Innovation That Matters

Reuser provides their container service to cafés, restaurants, offices, and events | Photo source Reuser/IDC

A vegetable-oil-based reusable coffee cup

Food & Drink

A startup focusing on circular takeaway products has developed a reusable cup made from bioplastic

Spotted: Getting the world down to net zero is going to require changes in virtually every aspect of our daily lives. A case in point is the humble disposable coffee cup – a morning staple. According to The Guardian, in 2020 Britain alone used more than 2.5 billion of them. That is a lot of wasted trees, energy, and water, with around 1.5 billion litres of it required annually to produce these cups just for the UK.

Reusable takeaway container service Reuser recently teamed up with product developer IDC and injection moulding firm Naiad Plastic, to create a reusable coffee cup. The cup is made from a bioplastic composed of excess cooking and vegetable oil and crop waste – a Bio-Polypropylene created by the Borealis Group – which replaces the commonly used fossil-fuel-based plastic alternatives. The cup is intended for use in Reuser’s container service.

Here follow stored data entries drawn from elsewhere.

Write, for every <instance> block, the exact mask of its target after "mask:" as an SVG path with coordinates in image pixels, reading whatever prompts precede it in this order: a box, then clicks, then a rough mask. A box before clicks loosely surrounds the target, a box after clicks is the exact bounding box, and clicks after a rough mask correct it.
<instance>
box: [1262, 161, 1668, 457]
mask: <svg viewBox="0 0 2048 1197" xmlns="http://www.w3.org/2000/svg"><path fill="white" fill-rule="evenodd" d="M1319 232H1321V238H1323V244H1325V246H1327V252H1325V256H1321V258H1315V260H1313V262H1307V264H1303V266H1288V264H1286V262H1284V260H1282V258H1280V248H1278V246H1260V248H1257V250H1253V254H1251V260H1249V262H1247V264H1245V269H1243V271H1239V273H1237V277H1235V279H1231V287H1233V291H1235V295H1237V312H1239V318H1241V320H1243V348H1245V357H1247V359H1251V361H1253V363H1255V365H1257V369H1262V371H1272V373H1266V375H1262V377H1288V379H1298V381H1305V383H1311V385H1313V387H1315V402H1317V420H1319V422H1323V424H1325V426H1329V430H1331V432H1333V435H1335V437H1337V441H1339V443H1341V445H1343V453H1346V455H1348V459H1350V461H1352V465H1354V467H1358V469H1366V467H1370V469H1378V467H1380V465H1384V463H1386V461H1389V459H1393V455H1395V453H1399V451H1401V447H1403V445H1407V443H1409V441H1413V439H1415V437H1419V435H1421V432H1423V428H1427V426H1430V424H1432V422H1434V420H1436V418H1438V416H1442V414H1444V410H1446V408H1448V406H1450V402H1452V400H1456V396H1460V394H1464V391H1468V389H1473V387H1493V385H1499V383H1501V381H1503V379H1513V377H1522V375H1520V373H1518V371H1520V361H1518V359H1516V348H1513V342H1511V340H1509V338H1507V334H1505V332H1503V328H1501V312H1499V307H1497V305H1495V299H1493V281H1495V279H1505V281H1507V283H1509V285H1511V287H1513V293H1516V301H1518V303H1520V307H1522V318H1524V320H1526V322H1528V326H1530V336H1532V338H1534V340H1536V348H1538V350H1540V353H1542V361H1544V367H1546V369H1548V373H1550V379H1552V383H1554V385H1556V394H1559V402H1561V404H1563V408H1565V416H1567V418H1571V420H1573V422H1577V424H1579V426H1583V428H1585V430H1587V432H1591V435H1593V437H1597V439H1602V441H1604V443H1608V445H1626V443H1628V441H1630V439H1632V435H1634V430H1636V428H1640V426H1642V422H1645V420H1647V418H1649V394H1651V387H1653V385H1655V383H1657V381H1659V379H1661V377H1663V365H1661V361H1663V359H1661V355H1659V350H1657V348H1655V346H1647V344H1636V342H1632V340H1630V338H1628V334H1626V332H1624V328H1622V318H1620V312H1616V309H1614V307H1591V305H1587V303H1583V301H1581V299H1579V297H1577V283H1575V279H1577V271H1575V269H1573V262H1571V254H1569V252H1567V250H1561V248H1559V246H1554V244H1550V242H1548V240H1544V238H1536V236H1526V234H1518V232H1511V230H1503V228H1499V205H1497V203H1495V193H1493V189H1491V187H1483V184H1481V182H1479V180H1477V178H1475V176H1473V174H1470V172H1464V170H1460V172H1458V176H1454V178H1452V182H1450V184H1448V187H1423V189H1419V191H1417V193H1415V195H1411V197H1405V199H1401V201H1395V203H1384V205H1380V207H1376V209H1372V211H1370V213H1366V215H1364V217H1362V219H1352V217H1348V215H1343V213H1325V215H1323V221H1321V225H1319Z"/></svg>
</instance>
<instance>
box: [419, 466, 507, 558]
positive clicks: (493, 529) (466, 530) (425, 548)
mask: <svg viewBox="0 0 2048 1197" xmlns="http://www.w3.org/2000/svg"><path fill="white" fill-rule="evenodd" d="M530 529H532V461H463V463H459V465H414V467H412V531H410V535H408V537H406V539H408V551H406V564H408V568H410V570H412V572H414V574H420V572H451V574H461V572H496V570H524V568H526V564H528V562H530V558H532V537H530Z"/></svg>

Customers who buy food or drink at one of Reuser’s partner outlets scan the QR code by the till and select the number of cups or food packaging needed for their order. After they’ve finished, customers can bring back the packaging to return bins located at all partner locations – registering the return by scanning the QR code. The packaging is then collected, cleaned, and redistributed. The whole system works through a dedicated app.

The company explains: “Reuser stands apart from your average off-the-shelf reusable cup, implementing an end-to-end system that systemically tackles the impact of food and drink packaging at source, removing the customer-led approach that has fallen short of providing a net zero alternative.”

Bioplastics are showing up in a host of new products, and are made from a myriad of materials. Some of the innovations in bioplastic Springwise has spotted include plastics made from algae, and edible food packaging made from kelp.